"Spinal Tap, the fictional band at the center of the film, was known for its excesses both on- and off-screen. The bass player stuffed his pants with a foil-wrapped zucchini, while the lead guitarists boasted of amps that "go to 11." Reiner both directed the film and played a documentary director in the movie. Now, in the sequel Spinal Tap II: The End Continues, the band returns for a reunion concert. As in the original film, the band is portrayed by Michael McKean, Christopher Guest and Harry Shearer. Everyone's older in the sequel, but make no mistake: None of the characters has changed."
""The beauty of these guys, the members of Spinal Tap, is that in all those years, from their 20s, 30s up now until their 70s, they have grown neither emotionally or musically," Reiner says. "There's no growth. They basically are in a state of arrested development for, like, 50 years. And the only growth that there is, is maybe skin [tags] from getting older.""

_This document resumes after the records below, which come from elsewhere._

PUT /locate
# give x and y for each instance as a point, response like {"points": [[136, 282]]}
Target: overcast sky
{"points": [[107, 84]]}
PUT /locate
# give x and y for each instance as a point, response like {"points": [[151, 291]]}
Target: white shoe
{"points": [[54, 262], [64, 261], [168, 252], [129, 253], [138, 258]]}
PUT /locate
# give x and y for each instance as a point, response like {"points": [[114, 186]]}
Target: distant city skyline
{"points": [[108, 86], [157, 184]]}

""We're still able to as Chris Guest calls it 'schnadle' with each other back and forth." "After 15 years of not working together, we came back and started looking at this and seeing if we could come up with an idea, and we started schnadling right away," he says. "It was like falling right back in with friends that you hadn't talked to in a long time. It's like jazz musicians, you just fall in and do what you do.""
The 1984 mockumentary satirized heavy metal bands and the documentary form while helping establish a new film genre. Spinal Tap, a fictional band, embodied onstage and offstage excesses such as a bass player stuffing a foil-wrapped zucchini and guitarists boasting amplifiers that "go to 11." The film merged direction and performance by having the director portray an in-film documentary filmmaker. A sequel, Spinal Tap II: The End Continues, reunites the original actors as older but fundamentally unchanged characters, highlighting arrested emotional and musical development. The reunion reunited longtime collaborators who returned to improvisational interplay likened to jazz musicians.